The raid on the Shenandoah Valley town of Harpers Ferry, Virginia, by the radical abolitionist John Brown in October 1859 was not only a marker of the first hostilities of the Civil War, but also of those against the Baltimore and Ohio Railroad. An express train manned by A. J. Phelps was stopped at Harpers Ferry by Brown and his approximately 150 men. They gained control of the Harpers Ferry bridge and the local United States armory. During the seizure of the train, shots were exchanged and an African American porter was fatally wounded before the rebellion was quelled.
A year and a half later on April 18, 1861, the Baltimore and Ohio Railroad was once again severed at Harpers Ferry. U.S. soldiers burned the surrounding buildings and the rifle factory before they withdrew. Later that evening the Virginia State Militia took control over the area and salvaged the remains. The Virginian soldiers who participated in the events formed the foundation of the Confederate Army of Northern Virginia. This event divided the Baltimore and Ohio Railroad much like the nation as a whole had been divided.

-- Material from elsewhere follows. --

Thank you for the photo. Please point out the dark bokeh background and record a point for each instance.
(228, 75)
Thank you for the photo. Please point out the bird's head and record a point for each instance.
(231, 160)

Throughout the war the Baltimore and Ohio Railroad suffered periods in which it was attacked and its service was stalled. In 1861, Confederate colonel Thomas J. Jackson attacked the portion of the Baltimore and Ohio Railroad that crossed the Valley of Virginia. He devastated the line, sequestering locomotives, burning freight cars, and destroying rails. The historian James I. Robertson, however, has argued that accounts of Jackson’s raid are “totally fictional” and rely too heavily on unreliable sources.
Throughout 1862 and 1863 the railroad experienced a number of lines closed from local skirmishes. A more notable closure was in 1864 when the Confederacy sought to end the transportation of Union soldiers over the Baltimore and Ohio’s western route to Washington, D.C. The mayor of Charles Town, West Virginia, threatened the railroad, stating that if Union soldiers or supplies continued to use the route, then it would be destroyed. While the Baltimore and Ohio Railroad refused to halt Union movements, it suffered severe repercussions when the Virginia State militia destroyed the bridge at Harpers Ferry.
Throughout the war the Baltimore and Ohio Railroad changed hands repeatedly, creating an unstable and destructive environment for the company. The war damaged one of the nation’s great railways, creating an inability to provide continuous service to its patrons until after the Civil War. In the postwar period, however, the Baltimore and Ohio Railroad relished in a golden age of growth and prosperity as lines expanded west to Chicago and Saint Louis, and advances in railroad technology enabled greater speed and safety for trains.